Ровно пять минут назад у него должно было состояться деловое свидание с человеком, который мог снабдить Бурдашова уникальной информацией. Но словно сама судьба захотела помешать этой встрече. Сначала нежданный визит настырной Немовой, от которой не удалось сразу избавиться, а потом этот проклятый ливень, окончательно смешавший карты. Конечно, Бурдашов сам был виноват – в таких случаях следует подстраховываться, а он понадеялся на свою счастливую судьбу. Но теперь все это было не важно, с тем же успехом он мог опоздать на час. Информатор, конечно, не стал его дожидаться – не тот случай.

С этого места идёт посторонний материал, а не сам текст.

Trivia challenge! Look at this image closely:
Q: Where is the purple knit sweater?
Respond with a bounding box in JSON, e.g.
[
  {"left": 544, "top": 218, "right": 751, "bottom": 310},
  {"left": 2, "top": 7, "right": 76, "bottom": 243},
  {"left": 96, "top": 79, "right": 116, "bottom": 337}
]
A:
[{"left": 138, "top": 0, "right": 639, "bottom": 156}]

Слишком серьезный подтекст был у этой несостоявшейся встречи.
Александр Александрович Бурдашов был весьма удачливым и, как говорится, острым журналистом, в определенных кругах известным по кличке Бур. Такое прозвище располагало к широкому кругу ассоциаций, начиная от пробивной способности его носителя и кончая неизменным стремлением к независимости – в этом случае на ум приходила, конечно же, англо-бурская война. Но, скорее всего, кличка была лишь сокращением фамилии – удобным и довольно многозначительным.
Бурдашов стяжал славу бунтаря и разоблачителя властей предержащих в начале девяностых годов и сумел удержать ее в течение последующего десятилетия, несмотря на все перемены в обществе. Он один знал, чего ему это стоило. В глазах читателей Бурдашов по-прежнему был окружен ореолом неподкупного бесстрашного борца – может быть, лишь чуть-чуть потускневшим. Многие удивлялись тому, что Бур до сих пор жив и здоров.

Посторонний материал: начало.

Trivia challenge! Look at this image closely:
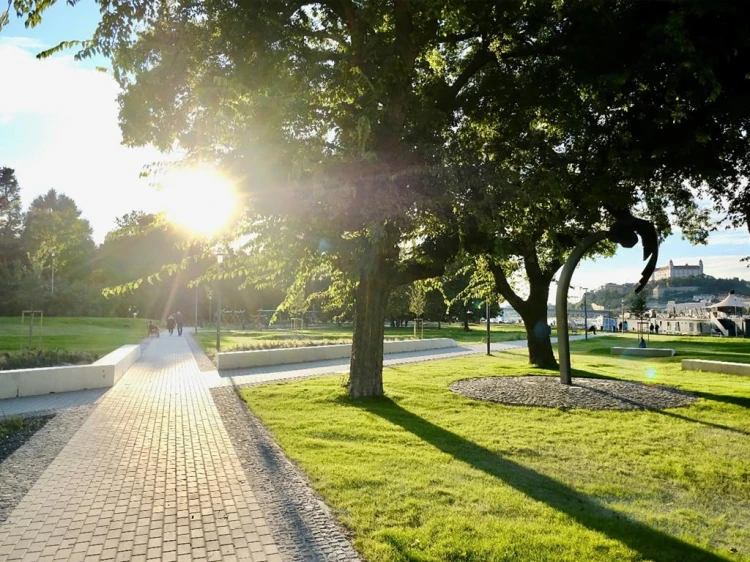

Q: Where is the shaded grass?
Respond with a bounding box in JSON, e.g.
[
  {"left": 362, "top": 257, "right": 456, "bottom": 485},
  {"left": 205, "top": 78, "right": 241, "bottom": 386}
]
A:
[
  {"left": 0, "top": 317, "right": 148, "bottom": 356},
  {"left": 241, "top": 337, "right": 750, "bottom": 561},
  {"left": 195, "top": 324, "right": 526, "bottom": 355}
]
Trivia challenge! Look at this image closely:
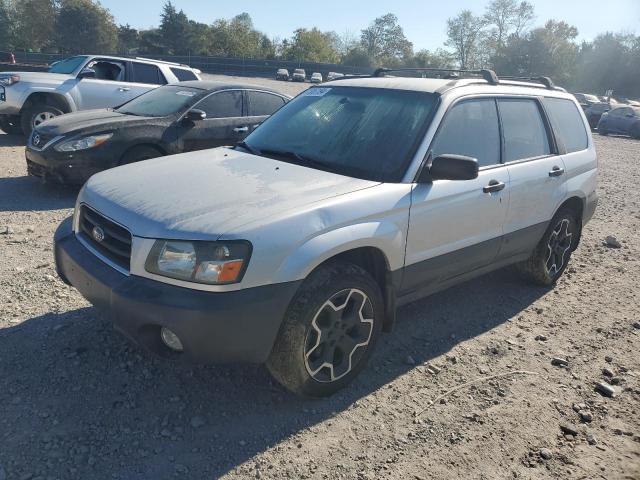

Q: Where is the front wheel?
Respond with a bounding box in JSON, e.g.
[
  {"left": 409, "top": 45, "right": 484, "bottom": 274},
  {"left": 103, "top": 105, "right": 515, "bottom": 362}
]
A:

А он не только был жив, но, пожалуй, и процветал в этой жизни. Причина такой удачливости была проста – Бурдашов давно расстался с иллюзиями и смотрел на окружающий мир предельно реалистичным и даже циничным взглядом. К своим тридцати семи годам он ясно понял, что не бывает справедливости для всех, но подавляющее большинство людей только о ней и мечтают. Из сего неизбежно следовало, что справедливость может быть весьма выгодным товаром – только нужно суметь его продать.

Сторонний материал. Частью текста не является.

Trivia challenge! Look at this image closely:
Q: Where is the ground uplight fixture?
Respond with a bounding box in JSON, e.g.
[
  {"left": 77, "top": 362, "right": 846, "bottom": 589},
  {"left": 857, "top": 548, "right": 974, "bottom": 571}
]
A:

Это было совсем не просто, а порой даже и опасно, но знание приходит с опытом. Бур был умен, опытен и давно не лез с голой шашкой на танки. Обзаведясь связями и покровителями, он умело использовал систему сдерживаний и противовесов – все эти клановые, стратегические интересы больших людей, тайнами которых он зарабатывал себе на хлеб. Читателю было невдомек, что хлесткая статья о коррупции, подписанная именем Бурдашова, заказана едва ли не близнецами тех же самых коррупционеров, которых разоблачал бесстрашный журналист.
Но это не значило, что ему все давалось легко и просто. Бурдашов мечтал о том же, о чем втайне мечтает каждый писака, – о международной известности, о статусе собственного корреспондента какой-нибудь «Нью-Йорк Таймс», о запредельных гонорарах, о путешествиях по всему миру – а такие вещи осторожностью не даются. Настоящая сенсация – это всегда риск, а в России риск двойной. Но если ты хочешь добиться чего-то действительно большого, ты просто обязан иногда рисковать.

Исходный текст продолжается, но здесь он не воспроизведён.